IIS getting in the way of a beautiful Jenkins and Artifactory Engagement
My Jenkins installation had turned into a bit of a saga lately. I have been interested in trying out Artifactory by JFrog to store not only our produced binaries; but, additionally to proxy external dependancies and provide a host for general software used across the enterprise.
Most of the installation went pretty well, pulled a fresh JDK and JRE on the machine and ran the Installer.bat. With the service up and running, I added some detailed connection information to the Tomcat config so that the Artifactory install would not conflict with the Jenkins install; namely to have it listen on localhost and an alternate port.
As with the Jenkins installation, I created a proxy site with a URL rewrite, added NTLM Windows authentication, and updated the engineer’s GPO to include the new url ‘artifactory.host.domain.com’. A few ‘gpupdate /forces’ and the new Artifactory site was up and running with auto-login.
I created a repository for our main SaaS product and turned my focus to Jenkins.

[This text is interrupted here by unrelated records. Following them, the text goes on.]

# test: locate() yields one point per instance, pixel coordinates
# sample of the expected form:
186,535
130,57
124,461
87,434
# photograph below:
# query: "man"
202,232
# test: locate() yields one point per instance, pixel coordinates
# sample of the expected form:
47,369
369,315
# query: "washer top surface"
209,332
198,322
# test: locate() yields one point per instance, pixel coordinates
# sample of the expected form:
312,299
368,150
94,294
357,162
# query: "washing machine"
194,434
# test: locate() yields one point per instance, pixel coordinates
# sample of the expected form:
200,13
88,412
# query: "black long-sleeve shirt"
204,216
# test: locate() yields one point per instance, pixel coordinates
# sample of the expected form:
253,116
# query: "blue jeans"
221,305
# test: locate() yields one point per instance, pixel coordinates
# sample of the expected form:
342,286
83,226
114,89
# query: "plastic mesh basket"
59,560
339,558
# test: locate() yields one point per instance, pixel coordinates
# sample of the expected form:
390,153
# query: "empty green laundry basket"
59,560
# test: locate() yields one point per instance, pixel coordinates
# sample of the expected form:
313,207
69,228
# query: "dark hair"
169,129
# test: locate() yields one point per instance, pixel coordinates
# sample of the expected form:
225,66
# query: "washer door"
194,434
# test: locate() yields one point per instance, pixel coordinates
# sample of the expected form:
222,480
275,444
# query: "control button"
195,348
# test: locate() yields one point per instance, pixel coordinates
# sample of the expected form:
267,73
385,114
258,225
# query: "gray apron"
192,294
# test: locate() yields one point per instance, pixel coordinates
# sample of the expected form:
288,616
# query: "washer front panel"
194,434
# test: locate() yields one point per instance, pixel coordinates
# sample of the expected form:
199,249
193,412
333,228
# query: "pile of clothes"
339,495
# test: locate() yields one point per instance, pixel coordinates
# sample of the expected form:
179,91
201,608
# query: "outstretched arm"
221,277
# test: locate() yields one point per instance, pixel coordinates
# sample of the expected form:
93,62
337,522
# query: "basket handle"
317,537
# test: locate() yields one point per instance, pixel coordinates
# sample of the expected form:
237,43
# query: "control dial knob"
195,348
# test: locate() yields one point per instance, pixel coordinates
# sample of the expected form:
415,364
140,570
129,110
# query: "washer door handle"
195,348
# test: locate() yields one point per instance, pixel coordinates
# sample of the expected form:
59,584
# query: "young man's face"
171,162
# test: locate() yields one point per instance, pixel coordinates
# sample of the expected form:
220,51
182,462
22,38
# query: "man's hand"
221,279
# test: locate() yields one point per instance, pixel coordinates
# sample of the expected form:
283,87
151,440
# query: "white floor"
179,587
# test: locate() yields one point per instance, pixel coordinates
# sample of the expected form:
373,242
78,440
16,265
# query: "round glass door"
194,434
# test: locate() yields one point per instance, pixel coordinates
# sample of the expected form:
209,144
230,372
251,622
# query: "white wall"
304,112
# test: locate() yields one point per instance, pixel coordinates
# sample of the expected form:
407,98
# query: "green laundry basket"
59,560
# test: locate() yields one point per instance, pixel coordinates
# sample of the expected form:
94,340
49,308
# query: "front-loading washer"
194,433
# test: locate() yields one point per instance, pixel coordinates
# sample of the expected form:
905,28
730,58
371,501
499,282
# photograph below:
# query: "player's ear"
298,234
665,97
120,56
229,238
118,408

In Jenkins, I was able to quickly add the artifactory plugin and begin the process of wiring Jenkins to Artifactory. Unfortunately, I have slammed solidly into a brick wall with an issue.
When I attempt to test the connection from Jenkins to Artifactory via the Jenkins plugin, I get an ‘unauthorized’ exception. Checking the service logs for Artifactory in IIS, I see requests arriving from Jenkins without any authentication information. I would expect that IIS would respond to the authentication challenge from the Artifactory site with the application pools identity and properly negotiate. In this case that is not happening.
Since Jenkins and Artifactory are on the same host, I could reroute Jenkins to the localhost ip and bypass the NTLM authentication; but, then all my URLs for the links in Jenkins to Artifactory would have URLs that are inaccessible to human users.
At this point I do not have a solution. So if anyone reading this wants to chime in with any ideas … feel free to tell me I am doing it all wrong in the comments.